Leaders are responsible for authoring and executing the post-acquisition talent management plan. They must find ways to create efficiencies, eliminate redundancies and estimate the number of employees and the necessary skills to execute the revised business plan. A sound human capital plan outlines the best strategies for closing talent gaps, retaining top performers and optimizing staff synergies while designing a structure that creates new career paths for employees and merges two disparate teams into one.
How can leaders foster cultural alignment?
Assess the cultures of both organizations during the due diligence process, then design a single culture that retains the best elements and supports the new business strategy. Allow managers to attend change management workshops where they learn how to model the appropriate behaviors and paint a picture of the desired culture for employees as well as intervention techniques that will keep the cultural transformation on track.
What’s the best way to handle change management and communications?
Managing change is both a rational and emotional process and employees turn to leaders for guidance, motivation and focus. After the quiet period ends, people will be starved for information and it is management’s job to build trust and goodwill by providing just the right amount of information at the right time. Since change management and communications are intertwined, provide managers with training and a toolkit so they can monitor major milestones and disseminate reliable, consistent information as events unfold. The kit should contain talking points, data and side-by-side comparisons of current and proposed benefit and compensation plans and policies so managers can confidently explain the changes to employees. Understand each company’s ‘sacred cows’ — for one it may be paid time off and for the other profit sharing. Plan carefully to make the transition of benefits go smoothly.
How can HR support successful integration?
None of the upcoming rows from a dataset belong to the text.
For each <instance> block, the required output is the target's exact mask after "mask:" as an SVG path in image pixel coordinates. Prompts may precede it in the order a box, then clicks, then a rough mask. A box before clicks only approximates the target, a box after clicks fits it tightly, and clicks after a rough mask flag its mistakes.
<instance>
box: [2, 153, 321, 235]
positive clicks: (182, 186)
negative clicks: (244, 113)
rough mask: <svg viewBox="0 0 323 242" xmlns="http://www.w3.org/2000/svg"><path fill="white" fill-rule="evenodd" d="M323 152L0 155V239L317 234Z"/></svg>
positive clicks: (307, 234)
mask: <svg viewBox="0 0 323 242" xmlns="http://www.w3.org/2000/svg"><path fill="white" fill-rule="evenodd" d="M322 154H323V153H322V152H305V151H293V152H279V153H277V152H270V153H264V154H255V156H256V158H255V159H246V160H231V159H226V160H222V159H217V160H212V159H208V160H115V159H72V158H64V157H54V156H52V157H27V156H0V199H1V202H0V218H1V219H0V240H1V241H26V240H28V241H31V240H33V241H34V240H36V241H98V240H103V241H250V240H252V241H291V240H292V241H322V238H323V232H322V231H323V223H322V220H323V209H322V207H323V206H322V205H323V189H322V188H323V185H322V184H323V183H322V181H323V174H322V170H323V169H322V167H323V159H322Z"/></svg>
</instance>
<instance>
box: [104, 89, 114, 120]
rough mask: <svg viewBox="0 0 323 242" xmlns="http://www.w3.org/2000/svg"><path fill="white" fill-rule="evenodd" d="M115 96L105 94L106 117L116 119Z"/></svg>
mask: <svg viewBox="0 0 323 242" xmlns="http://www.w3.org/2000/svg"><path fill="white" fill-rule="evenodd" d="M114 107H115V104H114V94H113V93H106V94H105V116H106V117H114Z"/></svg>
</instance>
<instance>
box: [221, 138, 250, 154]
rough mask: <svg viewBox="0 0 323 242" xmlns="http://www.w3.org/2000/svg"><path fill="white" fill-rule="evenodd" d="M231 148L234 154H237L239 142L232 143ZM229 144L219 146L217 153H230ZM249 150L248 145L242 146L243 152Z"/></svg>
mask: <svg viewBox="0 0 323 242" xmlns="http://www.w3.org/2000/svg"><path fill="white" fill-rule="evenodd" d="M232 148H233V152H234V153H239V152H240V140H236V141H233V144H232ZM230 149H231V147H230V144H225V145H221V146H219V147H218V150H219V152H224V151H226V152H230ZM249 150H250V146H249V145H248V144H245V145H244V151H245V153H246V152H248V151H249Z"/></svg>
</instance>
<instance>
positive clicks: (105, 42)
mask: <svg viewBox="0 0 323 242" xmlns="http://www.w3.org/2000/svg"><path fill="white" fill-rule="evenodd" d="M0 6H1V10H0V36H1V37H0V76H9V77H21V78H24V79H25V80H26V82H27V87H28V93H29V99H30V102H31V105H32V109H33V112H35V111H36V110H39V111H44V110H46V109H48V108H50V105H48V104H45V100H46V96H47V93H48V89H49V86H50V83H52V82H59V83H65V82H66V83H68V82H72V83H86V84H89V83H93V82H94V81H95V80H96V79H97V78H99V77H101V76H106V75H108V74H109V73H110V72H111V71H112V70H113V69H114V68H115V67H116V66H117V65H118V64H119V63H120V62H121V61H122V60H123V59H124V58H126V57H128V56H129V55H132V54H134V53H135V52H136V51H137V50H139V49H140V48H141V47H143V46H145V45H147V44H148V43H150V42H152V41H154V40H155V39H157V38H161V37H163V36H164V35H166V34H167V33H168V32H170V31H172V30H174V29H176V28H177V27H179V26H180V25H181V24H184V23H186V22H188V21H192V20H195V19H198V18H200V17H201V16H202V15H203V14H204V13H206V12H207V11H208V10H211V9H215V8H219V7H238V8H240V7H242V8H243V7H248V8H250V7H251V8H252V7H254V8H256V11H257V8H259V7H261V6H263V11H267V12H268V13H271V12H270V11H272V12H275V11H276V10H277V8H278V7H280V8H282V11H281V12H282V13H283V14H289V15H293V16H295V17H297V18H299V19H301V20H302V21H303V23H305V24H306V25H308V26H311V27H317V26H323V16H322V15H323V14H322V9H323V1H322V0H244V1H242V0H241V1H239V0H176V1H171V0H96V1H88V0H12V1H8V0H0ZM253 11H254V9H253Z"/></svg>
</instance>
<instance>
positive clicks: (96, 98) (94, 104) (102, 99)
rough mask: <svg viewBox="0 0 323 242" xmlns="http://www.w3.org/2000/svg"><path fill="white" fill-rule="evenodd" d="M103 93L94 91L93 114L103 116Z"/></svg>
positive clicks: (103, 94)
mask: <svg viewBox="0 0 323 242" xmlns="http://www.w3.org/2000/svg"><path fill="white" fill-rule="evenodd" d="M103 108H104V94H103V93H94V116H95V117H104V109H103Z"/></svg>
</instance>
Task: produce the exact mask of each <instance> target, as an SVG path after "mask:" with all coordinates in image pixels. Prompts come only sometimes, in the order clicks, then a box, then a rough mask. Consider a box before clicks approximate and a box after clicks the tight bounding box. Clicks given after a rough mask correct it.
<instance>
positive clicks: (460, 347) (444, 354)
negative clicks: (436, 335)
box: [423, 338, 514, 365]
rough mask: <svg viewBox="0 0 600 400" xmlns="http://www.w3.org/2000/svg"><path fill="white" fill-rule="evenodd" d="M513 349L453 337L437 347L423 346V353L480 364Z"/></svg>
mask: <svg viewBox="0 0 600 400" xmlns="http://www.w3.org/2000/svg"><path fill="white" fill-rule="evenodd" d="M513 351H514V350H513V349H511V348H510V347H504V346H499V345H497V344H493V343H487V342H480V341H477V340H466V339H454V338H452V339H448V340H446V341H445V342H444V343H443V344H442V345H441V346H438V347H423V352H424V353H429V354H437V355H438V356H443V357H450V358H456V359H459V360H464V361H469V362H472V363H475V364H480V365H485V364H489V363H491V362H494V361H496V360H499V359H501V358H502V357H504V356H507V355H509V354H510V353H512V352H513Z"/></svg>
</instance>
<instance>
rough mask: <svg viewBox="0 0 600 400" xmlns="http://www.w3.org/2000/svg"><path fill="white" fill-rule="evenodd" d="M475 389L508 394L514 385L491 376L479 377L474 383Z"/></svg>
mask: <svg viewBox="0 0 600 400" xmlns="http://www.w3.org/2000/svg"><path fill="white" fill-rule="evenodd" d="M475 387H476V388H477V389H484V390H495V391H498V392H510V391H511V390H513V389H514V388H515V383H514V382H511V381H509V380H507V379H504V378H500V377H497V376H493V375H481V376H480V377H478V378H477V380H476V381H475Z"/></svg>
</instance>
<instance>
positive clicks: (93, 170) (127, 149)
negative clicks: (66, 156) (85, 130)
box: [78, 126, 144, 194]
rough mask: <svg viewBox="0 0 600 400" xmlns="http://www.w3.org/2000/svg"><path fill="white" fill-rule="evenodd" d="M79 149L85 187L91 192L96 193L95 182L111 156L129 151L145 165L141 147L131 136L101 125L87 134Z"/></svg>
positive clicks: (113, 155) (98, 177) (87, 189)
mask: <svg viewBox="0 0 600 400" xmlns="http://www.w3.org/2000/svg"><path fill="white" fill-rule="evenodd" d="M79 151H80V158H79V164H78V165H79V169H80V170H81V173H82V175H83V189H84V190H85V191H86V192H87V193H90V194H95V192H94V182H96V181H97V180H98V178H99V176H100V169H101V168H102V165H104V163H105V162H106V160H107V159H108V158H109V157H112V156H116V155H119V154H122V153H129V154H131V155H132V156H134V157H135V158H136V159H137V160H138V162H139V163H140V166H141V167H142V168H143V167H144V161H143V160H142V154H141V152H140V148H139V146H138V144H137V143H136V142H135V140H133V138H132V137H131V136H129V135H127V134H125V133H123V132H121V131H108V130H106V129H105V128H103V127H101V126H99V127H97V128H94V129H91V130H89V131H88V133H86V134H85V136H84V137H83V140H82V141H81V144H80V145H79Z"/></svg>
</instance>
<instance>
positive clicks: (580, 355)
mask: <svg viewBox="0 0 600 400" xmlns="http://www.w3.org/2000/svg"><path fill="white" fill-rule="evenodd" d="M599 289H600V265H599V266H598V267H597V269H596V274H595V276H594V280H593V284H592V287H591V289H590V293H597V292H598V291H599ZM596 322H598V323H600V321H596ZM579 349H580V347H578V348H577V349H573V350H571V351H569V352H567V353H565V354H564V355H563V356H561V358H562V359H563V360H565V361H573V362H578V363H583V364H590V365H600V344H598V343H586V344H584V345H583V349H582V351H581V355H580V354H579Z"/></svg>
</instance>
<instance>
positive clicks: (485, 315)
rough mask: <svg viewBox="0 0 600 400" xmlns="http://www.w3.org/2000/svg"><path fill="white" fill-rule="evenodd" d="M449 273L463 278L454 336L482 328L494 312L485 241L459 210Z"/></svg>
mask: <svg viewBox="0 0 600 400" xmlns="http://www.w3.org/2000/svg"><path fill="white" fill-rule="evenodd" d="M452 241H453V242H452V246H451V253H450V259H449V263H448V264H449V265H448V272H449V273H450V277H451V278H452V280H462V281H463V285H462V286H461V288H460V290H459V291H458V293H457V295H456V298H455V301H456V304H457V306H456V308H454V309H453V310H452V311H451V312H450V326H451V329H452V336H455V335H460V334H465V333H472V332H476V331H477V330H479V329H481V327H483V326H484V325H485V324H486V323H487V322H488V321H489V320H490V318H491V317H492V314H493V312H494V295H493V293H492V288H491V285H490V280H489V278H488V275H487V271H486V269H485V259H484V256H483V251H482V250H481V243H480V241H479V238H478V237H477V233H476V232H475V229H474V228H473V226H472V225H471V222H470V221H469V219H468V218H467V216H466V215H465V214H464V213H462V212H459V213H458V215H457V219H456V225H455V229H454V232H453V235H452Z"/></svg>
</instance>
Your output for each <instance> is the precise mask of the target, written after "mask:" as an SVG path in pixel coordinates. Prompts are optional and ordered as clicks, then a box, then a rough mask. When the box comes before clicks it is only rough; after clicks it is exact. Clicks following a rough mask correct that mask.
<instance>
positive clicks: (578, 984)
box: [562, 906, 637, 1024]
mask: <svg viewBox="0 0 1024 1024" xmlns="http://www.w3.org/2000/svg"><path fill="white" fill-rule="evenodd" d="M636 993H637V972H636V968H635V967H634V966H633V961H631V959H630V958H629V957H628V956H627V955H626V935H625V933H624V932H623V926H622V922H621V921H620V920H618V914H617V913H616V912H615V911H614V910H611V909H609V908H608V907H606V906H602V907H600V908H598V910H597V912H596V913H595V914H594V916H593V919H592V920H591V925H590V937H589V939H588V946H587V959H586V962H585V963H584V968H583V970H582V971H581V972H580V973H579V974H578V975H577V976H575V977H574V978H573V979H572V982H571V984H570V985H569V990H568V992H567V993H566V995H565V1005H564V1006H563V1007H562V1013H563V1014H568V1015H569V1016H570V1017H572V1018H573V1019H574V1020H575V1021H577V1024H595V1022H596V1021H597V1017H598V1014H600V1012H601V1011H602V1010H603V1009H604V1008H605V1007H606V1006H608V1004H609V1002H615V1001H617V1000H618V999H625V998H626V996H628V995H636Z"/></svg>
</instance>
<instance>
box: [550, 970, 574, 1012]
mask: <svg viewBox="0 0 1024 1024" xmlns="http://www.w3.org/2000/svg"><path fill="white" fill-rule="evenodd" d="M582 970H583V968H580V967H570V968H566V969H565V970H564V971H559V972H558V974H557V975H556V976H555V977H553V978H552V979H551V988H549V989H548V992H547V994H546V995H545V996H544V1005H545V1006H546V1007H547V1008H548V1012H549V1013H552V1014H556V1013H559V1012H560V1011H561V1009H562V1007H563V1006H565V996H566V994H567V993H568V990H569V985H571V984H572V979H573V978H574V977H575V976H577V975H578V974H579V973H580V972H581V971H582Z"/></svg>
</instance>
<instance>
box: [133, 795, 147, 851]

HR can play an active role by involving employees in discussions around the alignment of compensation and benefit plans and by maintaining consistent delivery of critical services like payroll and benefits during the transition period. Assess each company’s HR technology as part of the due diligence process, select the right system for the job and assure a seamless transition by authoring a realistic timeline for the conversion. Allowing workers to provide input into the design of these plans gives them a sense of control over their financial destiny; their feedback is invaluable because the new plans will directly impact attraction and retention of talent. An inclusive process also serves as an outward sign of management’s commitment to cultural change, and it keeps employees engaged by offering them a say in and preview of the emerging organization.